Despite countless suggestions otherwise, a new report from the Deloitte Global Automotive Consumer Study reveals that Americans in Generation Y -- a group of about 80 million people born between 1977 and 1994 -- still want to own personal cars. According to Deloitte, only 29 percent of Gen Y respondents would consider giving up their own car.
The report contradicts earlier studies that young drivers had lost their passion for automobiles and driving. Last August, a study from the University of Michigan Transportation Research Institute found that 37 percent of respondents aged 18 to 37 said they were "too busy" to get a driver's license, and that 22 percent of respondents said they never planned to get a license at all.
Deloitte's data, by contrast, seems to suggest that members of Gen Y still lust after automobiles. "Well over half of Gen Y consumers… expect to buy or lease a car within the next three years," Deloitte LLP vice chairman Craig Giffi said in a statement. "A mere 8 percent do not expect to ever purchase or lease a vehicle."
At the same time, the Deloitte study found that there are critical obstacles between Gen Y buyers and cars. Eighty percent of respondents who don't currently own or lease a car say the cost of one is too high; 67 percent said they can get around adequately by walking or taking public transport.
The cost barrier was reflected in a report last year from the Insurance Institute for Highway Safety's Highway Loss Data Institute. The HLDI found in October that increased teen unemployment meant obtaining a driver's license or buying a car was too expensive for younger drivers.
As for drivers who do want cars, Deloitte's survey found that Gen Y respondents value having lots of technology in their vehicles. Fifty-nine percent expect to be driving a hybrid car within the next five years, and 58 percent would like the government to incentivize customers to buy more energy-efficient cars.

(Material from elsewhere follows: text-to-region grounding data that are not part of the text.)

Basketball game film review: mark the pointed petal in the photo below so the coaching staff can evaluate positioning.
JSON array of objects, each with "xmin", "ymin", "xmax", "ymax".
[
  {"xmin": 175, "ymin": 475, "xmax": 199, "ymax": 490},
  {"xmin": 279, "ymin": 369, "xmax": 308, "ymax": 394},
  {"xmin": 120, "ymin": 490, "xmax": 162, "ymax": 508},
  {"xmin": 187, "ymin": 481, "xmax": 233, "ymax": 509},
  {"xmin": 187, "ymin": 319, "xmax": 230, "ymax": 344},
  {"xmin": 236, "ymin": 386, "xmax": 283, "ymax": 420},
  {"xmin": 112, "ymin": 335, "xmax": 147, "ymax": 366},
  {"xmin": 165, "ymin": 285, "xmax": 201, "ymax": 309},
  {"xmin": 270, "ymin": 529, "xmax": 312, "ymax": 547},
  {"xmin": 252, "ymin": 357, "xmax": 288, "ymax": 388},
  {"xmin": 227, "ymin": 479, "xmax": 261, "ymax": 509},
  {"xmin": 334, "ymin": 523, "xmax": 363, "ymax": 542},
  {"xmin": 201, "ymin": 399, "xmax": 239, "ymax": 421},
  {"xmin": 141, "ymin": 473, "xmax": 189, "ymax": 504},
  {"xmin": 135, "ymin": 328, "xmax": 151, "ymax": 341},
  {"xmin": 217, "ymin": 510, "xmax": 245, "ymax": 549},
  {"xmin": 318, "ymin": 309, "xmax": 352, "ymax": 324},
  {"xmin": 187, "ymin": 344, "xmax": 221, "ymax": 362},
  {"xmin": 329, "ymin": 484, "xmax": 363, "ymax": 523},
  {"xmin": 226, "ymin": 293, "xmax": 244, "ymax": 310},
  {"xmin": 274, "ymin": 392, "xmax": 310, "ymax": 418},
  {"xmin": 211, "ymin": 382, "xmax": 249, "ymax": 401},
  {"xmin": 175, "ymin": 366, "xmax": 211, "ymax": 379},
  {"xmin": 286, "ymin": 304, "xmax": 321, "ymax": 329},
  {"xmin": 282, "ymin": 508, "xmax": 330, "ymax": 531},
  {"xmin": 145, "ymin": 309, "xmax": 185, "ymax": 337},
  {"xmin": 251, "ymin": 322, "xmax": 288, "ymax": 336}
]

Safety technology is also important, with 72 percent of survey respondents saying they want their next car to offer technology that "recognizes the presence of other vehicles on the road." Perhaps that's so the Gen Y drivers can zone out online: Fifty-six percent told Deloitte they would like "technology that entertains them" in cars, as well as an easy ability to sync a smartphone and its apps with the car.
In fact, those desires push out some more traditional automotive factors. "Gen Y may not necessarily scrutinize horsepower, acceleration times, or engine size," said Deloitte's Massa Hasegawa.
Overall, Deloitte's data provide a more hopeful outlook for the automotive industry, suggesting that young people haven't totally lost any ambitions to own a car in the future.